21 Jan 2019; AFP: Colombia's leftist ELN rebels claimed responsibility on Monday for the bombing of a police academy in Bogota that killed 20 people as well as the attacker, and derailed peace talks being held in Havana.

The National Liberation Army said Thursday's car bombing, which sparked nationwide protests, was a reprisal attack after the government of President Ivan Duque failed to respect a unilateral ceasefire declared by the rebels over Christmas.

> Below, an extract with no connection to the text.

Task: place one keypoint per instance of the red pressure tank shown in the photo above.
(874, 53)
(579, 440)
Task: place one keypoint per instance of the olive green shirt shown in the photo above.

"The operation carried out against these installations and troops is lawful within the law of war, there were no non-combatant victims," the ELN said in a statement on its website.

It added the academy was a military installation where cadets received training to become intelligence operatives and conduct military operations.

"The president did not respect the gesture of peace" and "his response was to carry out military attacks against us," it said.

Specifically, the ELN said Colombian troops bombed a camp on December 25, affecting a family of peasants who were nearby.

"It is then very disproportionate that, while the government is attacking us, we cannot respond in self-defense," the statement added.

The attack was a major setback to two years of peace talks with the National Liberation Army (ELN) -- first hosted by Ecuador and currently by Cuba -- that failed to go beyond the exploratory stage before stalling when Duque took power in August 2018.

In its wake, Duque announced that he was reinstating arrest warrants for 10 ELN members who are part of the group's delegation to the Cuba talks and said he was revoking "the resolution creating the conditions that allow their stay in that country."

Thousands of people marched throughout Colombia on Sunday to condemn the car bombing, the deadliest attack with explosives in Bogota since 2003.

Protests were held in several cities around the country, with marchers in white waving Colombian flags and chanting slogans like "cowardly killers" and "life is sacred."

The peace talks had been aimed at ending more than five decades of insurgency by the Marxist-inspired guerrillas.

Colombia has experienced several years of relative calm since the 2016 peace accord signed by then-president Santos and the Revolutionary Armed Forces of Colombia (FARC) guerrillas.

With the landmark agreement turning the former rebels into a political party, the smaller National Liberation Army is considered the last active rebel group in the country.